Wife of Poolee with a lot of questions about the road ahead
Create Post
Results 1 to 11 of 11
  1. #1

    Wife of Poolee with a lot of questions about the road ahead

    Hello everyone. My husband and I are newlyweds with 6 years of dating under our belts. He enlisted into the Marines and his ship validation date is set for February 2013. He wants to go into Recon. The majority of my questions are centered around a basic timeline of events. I understand that he will be at Boot camp for 13 weeks, then will go to SOI (please correct me if any of my information is wrong. I'm completely new to this.) If he is interested in going into Recon what happens next? When is BRC training? (does BRC training take place at Pendleton?) What happens after BRC training?

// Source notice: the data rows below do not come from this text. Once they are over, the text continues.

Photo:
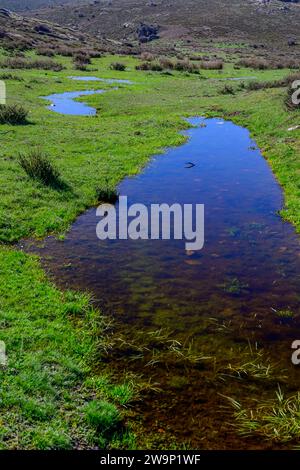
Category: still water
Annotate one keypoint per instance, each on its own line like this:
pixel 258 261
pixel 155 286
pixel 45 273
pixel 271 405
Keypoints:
pixel 246 274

Am I allowed to visit him at SOI or BRC?

    -Basically I want to know how long it will take for him to go from boot camp to his end goal of (I think it's called) Reconnaissance Man.
    -Will I be able to move with him when he gets stationed somewhere?

    Thanks in advance for all advice given.

  2. #2
    Let me please start the ball rolling by welcoming you to Leatherneck forums.
    There a lot of IF's in your future, perhaps you haven't been told.

    First , your husband has to complete boot camp to earn his EGA (eagle,globe,and anchor),
    and title of United States Marine. When he graduates with his platoon, and title,,,,in all probibility, he will be given boot leave between graduation and SOI (School of Infantry)

    NOW the tricky part.

    Please read no further if you have a "thin skin" or are easily upset.

    In all probibility, you husband will fail the "ReconSchool" and be re-assigned MOS's.
    Dependent apon that MOS, determines where he gets stationed next.

    Everything you ask with the "exception" of your husband wanting to enter the MarineCorps and earn the title, is all shakey when you're looking for Definent answers , dates, and time-tables.

    Good luck with you and your family..

    Semper Fidelis to your husband ,When he earnes his EGA, and Title of Marine.

  3. #3
    M14ed is pretty much "spot on", in my opinion.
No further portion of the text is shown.